Skills for Data Scientists – Statistics isn’t Enough
Skills for data scientists are wide ranging and varied, since data scientists come from different backgrounds.
Every year, a good portion of my science friends end up realizing that they don’t want to be in academia and start looking for a new career. Data science is a path many lean into. And why not? Data science is the hot job of the year. Even Forbes listed it as the Best Job in America in 2018 because of great salaries, high job satisfaction, and employer demand.
Crucial skills for data scientists
You may be wondering what skills you need to get your first job. While statistics is the obvious core of being a data science, aspiring data scientists sometimes overlook coding and communication skills that are critical success in the job. I want to discuss why coding (and which languages), communication, and reproducibility are critical to being a top data scientist, and how to develop domain knowledge even if you don’t work in the field yet.
This is a huge and obvious piece of the puzzle, which is why scientists who are switching into tech naturally gravitate towards data science. A strong statistic background is key to standing out as a data science candidate.
Get familiar with probability, distributions, hypothesis testing, inference, randomization, generalizability, time series, and Bayes. How To Ace Data Science Interviews dives deep into topics in these categories and what key ideas you should know.
If you never took a course on statistics, or your statistics text is woefully outdated, below are some great resources to get started.

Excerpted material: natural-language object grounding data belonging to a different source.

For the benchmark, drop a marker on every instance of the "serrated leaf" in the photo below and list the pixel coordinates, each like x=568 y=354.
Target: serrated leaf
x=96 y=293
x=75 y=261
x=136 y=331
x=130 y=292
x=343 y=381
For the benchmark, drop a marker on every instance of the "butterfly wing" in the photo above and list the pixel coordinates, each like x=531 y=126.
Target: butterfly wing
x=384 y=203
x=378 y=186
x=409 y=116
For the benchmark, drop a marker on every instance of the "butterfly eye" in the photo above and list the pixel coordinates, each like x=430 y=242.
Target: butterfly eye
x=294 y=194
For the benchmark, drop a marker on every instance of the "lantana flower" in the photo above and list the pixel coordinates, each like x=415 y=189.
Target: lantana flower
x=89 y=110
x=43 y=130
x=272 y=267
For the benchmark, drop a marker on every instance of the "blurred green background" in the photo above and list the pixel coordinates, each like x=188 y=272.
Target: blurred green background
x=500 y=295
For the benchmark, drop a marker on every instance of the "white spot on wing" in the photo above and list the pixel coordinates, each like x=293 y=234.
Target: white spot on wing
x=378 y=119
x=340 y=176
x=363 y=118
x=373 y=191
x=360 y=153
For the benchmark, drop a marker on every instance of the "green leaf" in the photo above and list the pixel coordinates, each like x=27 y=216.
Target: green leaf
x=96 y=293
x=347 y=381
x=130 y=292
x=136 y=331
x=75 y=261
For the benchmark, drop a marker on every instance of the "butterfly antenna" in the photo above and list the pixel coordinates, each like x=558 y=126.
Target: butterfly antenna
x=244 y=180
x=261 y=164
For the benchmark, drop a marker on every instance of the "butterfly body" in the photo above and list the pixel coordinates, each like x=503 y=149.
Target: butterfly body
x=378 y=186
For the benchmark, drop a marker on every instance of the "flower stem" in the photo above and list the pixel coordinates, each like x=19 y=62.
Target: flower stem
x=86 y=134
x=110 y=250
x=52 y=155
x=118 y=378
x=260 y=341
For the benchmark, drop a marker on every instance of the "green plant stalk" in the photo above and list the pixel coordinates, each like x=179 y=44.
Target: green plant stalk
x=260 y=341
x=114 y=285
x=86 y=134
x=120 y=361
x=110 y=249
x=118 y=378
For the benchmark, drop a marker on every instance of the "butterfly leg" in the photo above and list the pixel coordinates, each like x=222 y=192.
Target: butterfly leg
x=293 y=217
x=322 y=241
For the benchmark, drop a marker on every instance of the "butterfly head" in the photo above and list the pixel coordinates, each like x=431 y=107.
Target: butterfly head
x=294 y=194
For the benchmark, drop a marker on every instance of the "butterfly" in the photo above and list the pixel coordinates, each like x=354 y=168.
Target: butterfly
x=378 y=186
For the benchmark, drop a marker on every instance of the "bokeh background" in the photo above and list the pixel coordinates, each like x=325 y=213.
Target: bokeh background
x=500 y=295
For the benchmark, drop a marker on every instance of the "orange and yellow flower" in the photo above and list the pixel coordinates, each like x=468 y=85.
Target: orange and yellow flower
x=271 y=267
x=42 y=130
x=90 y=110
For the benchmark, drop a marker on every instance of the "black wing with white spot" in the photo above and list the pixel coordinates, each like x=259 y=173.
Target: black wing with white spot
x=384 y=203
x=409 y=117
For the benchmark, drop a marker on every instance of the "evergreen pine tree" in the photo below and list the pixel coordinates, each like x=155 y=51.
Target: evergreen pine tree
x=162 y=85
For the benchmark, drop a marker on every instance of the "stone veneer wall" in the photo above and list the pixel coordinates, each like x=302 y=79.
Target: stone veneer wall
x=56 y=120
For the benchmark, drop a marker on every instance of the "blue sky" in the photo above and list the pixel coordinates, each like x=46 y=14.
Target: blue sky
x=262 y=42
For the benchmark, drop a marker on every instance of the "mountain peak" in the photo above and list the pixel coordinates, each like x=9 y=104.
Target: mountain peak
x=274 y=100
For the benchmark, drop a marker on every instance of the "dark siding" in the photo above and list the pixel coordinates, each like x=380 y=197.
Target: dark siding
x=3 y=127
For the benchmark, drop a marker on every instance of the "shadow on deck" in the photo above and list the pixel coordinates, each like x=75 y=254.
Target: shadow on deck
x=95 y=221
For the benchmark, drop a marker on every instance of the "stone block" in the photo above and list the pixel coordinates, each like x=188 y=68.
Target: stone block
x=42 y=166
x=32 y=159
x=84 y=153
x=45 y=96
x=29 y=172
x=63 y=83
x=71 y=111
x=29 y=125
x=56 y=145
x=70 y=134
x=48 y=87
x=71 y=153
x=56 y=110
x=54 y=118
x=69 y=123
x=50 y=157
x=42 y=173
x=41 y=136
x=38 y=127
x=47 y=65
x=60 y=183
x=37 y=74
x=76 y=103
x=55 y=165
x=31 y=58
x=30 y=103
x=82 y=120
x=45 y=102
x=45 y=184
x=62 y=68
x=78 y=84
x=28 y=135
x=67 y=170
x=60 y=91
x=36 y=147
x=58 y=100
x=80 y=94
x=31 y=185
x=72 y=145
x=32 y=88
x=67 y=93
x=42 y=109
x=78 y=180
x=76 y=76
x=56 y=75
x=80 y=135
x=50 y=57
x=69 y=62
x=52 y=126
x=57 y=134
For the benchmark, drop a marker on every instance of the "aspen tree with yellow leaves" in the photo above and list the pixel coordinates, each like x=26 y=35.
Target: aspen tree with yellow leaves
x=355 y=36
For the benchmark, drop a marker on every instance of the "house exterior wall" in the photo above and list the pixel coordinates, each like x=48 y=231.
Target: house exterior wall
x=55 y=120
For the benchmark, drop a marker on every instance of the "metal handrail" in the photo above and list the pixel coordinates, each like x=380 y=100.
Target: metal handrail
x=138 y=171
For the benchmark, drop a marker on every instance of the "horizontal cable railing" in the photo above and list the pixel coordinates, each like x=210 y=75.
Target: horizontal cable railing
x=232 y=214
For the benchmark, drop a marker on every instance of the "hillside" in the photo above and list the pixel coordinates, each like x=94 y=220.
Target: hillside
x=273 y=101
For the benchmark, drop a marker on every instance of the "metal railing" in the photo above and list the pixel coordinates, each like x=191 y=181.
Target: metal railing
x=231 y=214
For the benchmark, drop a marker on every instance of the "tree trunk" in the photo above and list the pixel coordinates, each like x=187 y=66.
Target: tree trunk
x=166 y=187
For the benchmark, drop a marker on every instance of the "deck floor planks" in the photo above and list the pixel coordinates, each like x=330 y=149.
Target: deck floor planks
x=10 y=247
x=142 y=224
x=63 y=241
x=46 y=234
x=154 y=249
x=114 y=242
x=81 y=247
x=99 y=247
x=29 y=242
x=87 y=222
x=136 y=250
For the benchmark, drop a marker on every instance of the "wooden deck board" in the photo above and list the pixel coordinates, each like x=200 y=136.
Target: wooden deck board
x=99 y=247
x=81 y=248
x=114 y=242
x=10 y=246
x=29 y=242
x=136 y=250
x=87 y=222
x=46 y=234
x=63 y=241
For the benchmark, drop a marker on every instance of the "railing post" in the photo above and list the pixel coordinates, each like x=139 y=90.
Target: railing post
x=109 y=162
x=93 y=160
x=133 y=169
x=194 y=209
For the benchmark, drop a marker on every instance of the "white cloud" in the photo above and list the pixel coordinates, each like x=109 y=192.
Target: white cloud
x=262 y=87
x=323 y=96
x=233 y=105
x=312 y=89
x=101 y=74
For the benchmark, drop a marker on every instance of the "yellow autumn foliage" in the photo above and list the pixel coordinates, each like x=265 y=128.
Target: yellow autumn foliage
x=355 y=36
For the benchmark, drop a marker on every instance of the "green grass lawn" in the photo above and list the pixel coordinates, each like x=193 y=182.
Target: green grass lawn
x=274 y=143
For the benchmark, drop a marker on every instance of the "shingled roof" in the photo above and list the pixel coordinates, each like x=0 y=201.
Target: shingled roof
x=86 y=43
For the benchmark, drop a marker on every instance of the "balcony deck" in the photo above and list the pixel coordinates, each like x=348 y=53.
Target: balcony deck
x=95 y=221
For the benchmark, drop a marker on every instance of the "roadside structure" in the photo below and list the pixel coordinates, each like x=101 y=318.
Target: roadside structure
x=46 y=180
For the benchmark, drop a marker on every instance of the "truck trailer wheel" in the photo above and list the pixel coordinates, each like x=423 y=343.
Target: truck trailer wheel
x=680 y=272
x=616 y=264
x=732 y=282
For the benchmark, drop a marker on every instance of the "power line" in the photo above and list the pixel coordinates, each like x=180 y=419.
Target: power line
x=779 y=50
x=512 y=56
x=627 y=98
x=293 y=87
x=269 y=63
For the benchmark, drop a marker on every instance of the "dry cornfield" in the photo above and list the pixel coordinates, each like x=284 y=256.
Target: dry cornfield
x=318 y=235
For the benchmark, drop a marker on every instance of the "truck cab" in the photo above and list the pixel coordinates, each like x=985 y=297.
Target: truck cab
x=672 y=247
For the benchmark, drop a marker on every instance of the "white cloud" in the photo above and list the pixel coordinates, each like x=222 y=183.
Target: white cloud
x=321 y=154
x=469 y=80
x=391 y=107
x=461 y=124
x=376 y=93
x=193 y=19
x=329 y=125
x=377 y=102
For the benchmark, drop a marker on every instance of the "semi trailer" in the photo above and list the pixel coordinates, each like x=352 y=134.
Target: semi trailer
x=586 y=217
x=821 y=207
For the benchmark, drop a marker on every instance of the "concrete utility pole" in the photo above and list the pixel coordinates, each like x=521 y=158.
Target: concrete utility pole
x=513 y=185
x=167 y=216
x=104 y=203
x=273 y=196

Though this book doesn’t go in depth on every statistical concept, it’s a great starting point. It also has code examples using R.
Think Stats. It’s free to download the PDF, and it uses Python for the examples.
Most data science online courses focus more on syntax and data visualization, instead of statistics. However, here are some statistics focused courses, Specializations (Statistics with R is particularly good with the math), and MicroMasters that are useful for solidifying mathematical concepts.
Coding is another big portion of data science. Every data scientist should be familiar with Python, though some still use R. However, it’s easier to communicate and prototype with the engineering team using Python, since most of them will be comfortable with it too.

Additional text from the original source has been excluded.